Barbara's biography Wind Driven can be found at most of the Auckland Libraries. Check out your copy today.

Wednesday, 1 December 2010

Summer Hours and loan periods

With the way the temperature has been the past few days it's time to start talking about summer. It's also one way to put off for another day bringing up the 'C' word in great detail (it is mentioned briefly in the following advice).

HOURS
The Libraries in the Rodney area close at 5pm on Friday 24 December.
We will be closed Saturday 25 - Tuesday 28 December and Saturday 1 - Tuesday 4 January over the Christmas and New Year period.
From Wednesday 29 - Friday 31 December the libraries will operate with normal hours but will close at 5pm.
Wellsford, Mahurangi East, Orewa, Helensville and Whangaparaoa libraries will open from 9.30am - 5pm. Warkworth and Kumeu libraries will be open from 9am - 5pm.

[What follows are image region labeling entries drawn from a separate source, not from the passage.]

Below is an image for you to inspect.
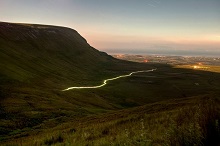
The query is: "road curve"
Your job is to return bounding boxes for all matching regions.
[62,68,156,91]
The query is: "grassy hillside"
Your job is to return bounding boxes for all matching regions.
[0,22,220,145]
[0,22,156,140]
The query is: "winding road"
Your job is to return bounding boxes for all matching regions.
[62,69,156,91]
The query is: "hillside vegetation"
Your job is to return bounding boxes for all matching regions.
[0,22,220,146]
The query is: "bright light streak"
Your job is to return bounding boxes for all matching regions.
[62,69,156,91]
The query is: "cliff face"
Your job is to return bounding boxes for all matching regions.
[0,22,117,84]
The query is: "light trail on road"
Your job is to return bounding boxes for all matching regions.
[62,69,156,91]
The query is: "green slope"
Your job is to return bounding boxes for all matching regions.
[0,22,156,140]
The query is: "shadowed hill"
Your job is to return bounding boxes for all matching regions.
[0,22,156,139]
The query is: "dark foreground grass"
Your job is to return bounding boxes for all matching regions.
[4,95,220,146]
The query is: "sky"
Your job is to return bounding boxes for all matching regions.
[0,0,220,56]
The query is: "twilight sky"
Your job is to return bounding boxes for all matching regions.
[0,0,220,56]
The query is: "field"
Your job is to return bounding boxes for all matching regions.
[3,63,220,145]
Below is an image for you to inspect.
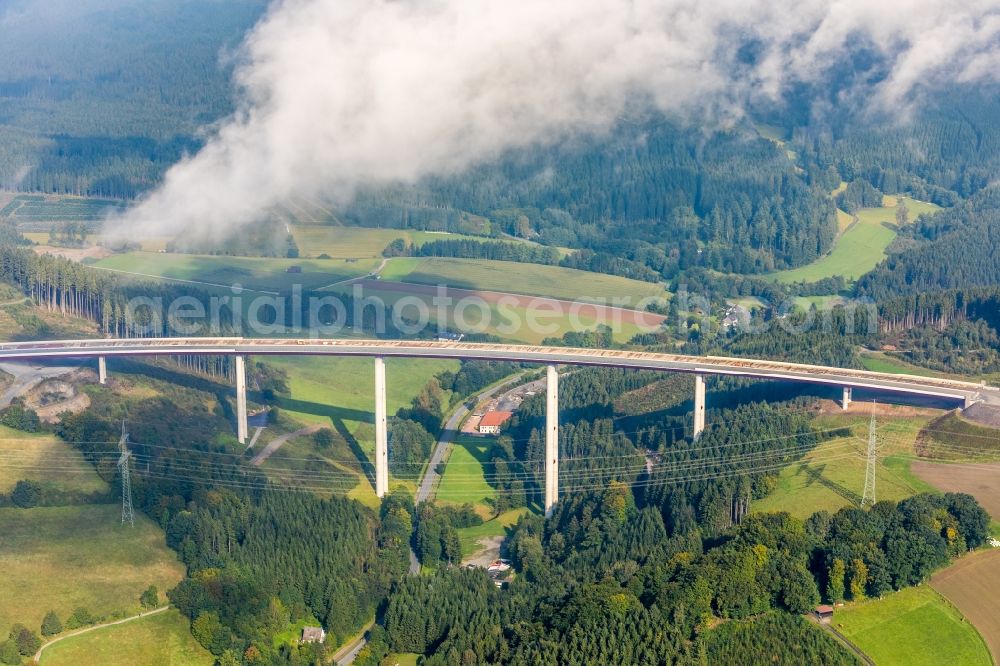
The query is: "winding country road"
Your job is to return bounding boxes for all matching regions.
[334,374,522,666]
[34,605,170,662]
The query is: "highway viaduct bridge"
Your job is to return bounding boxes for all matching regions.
[0,338,1000,514]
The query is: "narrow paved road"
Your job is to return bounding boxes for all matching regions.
[334,375,521,666]
[414,375,521,504]
[250,424,323,466]
[247,426,264,449]
[35,606,170,662]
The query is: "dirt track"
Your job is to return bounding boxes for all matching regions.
[931,548,1000,662]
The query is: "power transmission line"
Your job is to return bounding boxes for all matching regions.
[861,400,877,508]
[118,419,135,527]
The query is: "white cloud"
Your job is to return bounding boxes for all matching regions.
[107,0,1000,237]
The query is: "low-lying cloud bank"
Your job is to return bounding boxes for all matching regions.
[109,0,1000,239]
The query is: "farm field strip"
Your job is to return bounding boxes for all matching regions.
[833,585,993,666]
[769,197,940,283]
[0,504,184,627]
[41,608,215,666]
[382,257,666,307]
[930,549,1000,660]
[94,252,378,293]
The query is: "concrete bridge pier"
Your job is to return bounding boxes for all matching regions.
[375,356,389,497]
[236,355,249,444]
[545,365,559,518]
[694,374,705,439]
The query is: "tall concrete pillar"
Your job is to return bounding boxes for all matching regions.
[375,356,389,497]
[545,365,559,518]
[694,375,705,439]
[236,355,248,444]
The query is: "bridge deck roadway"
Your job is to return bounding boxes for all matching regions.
[0,338,1000,404]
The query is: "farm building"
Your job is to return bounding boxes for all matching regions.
[813,604,833,624]
[479,411,512,435]
[302,627,326,643]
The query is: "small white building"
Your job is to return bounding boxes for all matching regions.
[479,411,512,435]
[302,627,326,643]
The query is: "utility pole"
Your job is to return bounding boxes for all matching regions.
[861,400,876,508]
[118,419,135,527]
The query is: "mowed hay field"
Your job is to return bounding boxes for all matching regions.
[381,257,666,307]
[257,356,459,505]
[751,412,933,519]
[0,504,184,632]
[41,608,215,666]
[931,549,1000,659]
[435,433,495,509]
[0,426,108,494]
[94,252,379,292]
[291,224,488,259]
[833,585,993,666]
[771,196,940,283]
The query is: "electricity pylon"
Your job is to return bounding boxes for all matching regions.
[861,400,876,508]
[118,420,135,527]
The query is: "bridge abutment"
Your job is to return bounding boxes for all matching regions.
[375,356,389,497]
[694,374,705,439]
[545,365,559,518]
[236,354,249,444]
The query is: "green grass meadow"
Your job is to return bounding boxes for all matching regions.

Normal opening hours resume on Tuesday 5 January.

LOAN PERIODS
Once again we recognise that as the busy Christmas and holiday period approaches, you have a lot of things to think about as well as getting your library items back on time. So our extended loan periods are back and those checking books out this week will have already noticed that they are not due back to 2011 (which makes the year seem to go even faster)

Our extended loan periods are as follows:
1) Until 31 December 201028-day loans (e.g. books, audio books) will be issued/renewed for 42 days.
2) 11 December 2010 - 8 January 201114-day loans (e.g. magazines, CDs, bestsellers) will be issued/renewed for 28 days.
3) 18 December 2010 - 22 January 20117-day loans (e.g. DVDs, standards) will be issued/renewed for 14 days.

Relax and enjoy the festive season (avoiding the use of the C word) with our extended loans on books and items including magazines and rental DVDs. If you enjoy borrowing a few extra books, now's the time to do it!